The weak positive relationship between the beta diet and cholesterol is also seen in the value of the correlation. The results of computation by the STATKEY program show that the correlation coefficient between beta diet and cholesterol is 0.116. This value is close to zero thus representing a weak relationship between the two variables. We cannot establish a strong relationship between the two variables; an increase in the cholesterol variable is associated with a slight increase in the beta diet variable. From this value of correlation coefficient and the trends in the scatter plot we can conclude that there is no relationship between the cholesterol variable and beta diet variable.
I expected this kind of relationship between bet diet and cholesterol. Picking cholesterol as the independent variable and beta diet as a dependent variable means a relationship will only exist if a change in the cholesterol is associated with a change in beta diet. However, the two do not have a relationship hence this kind of scatter plot was expected.
Conclusion
As a student, this project has helped me build a strong knowledge in the descriptive analysis using STATKEY. Statistical analysis using STATKEY is so easy as compared to excel since it is easier to obtain summary statistics and graphical analysis without performing complex calculations. For instance, in this project, we managed to analyze nutrition study file using STATKEY. The project shows how descriptive statistical analysis of both categorical and quantitative variables is possible in STATKEY program. For quantitative variables, it is possible to calculate descriptive statistics such as mean, standard deviation, median, quartiles, minimum, and maximum values. Also, proportions and relative frequencies can be determined in the case of categorical variables. In this project, I was able to analyze the relationship between two categorical variables, two quantitative variables, and a quantitative and categorical variable. The use of summary statics and graphs in the analysis using STATKEY provides a comprehensive statistical overview of each variable and their relationship with other variables.

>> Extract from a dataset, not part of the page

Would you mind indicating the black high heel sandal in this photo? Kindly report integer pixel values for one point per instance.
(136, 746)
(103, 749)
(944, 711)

Nutrition study analysis is important to project in our daily lives. The study shows how different lifestyles affect our lives. It is therefore important to show the relationship between the nutrition variables and lifestyle diseases to make such studies helpful. Therefore, I think the variable “lifestyle diseases” should be gathered next time to increase the depth of this analysis. Gathering this variable will make it possible to establish the relationship between various nutrition lifestyle and lifestyle diseases. Obtaining scatter plot and correlation coefficients for such relationship will show if a certain nutrition lifestyle help increases or decrease the risk of lifestyle diseases. Also, the above dataset is gender biased; a large portion of subjects under study are females. Nutrition study is a sensitive topic which cut across all genders. It is therefore important to gather more information on the gender variable such that it has an equal number of females and males.
References
Dini, L. (2016). EDTC 810: Statistics for Educational Research Dr. Glazer May 6, 2016.
Tintle, N., Chance, B. L., Cobb, G. W., Rossman, A. J., Roy, S., Swanson, T., & VanderStoep, J. (2015). Introduction to Statistical Investigations: High School Binding . John Wiley.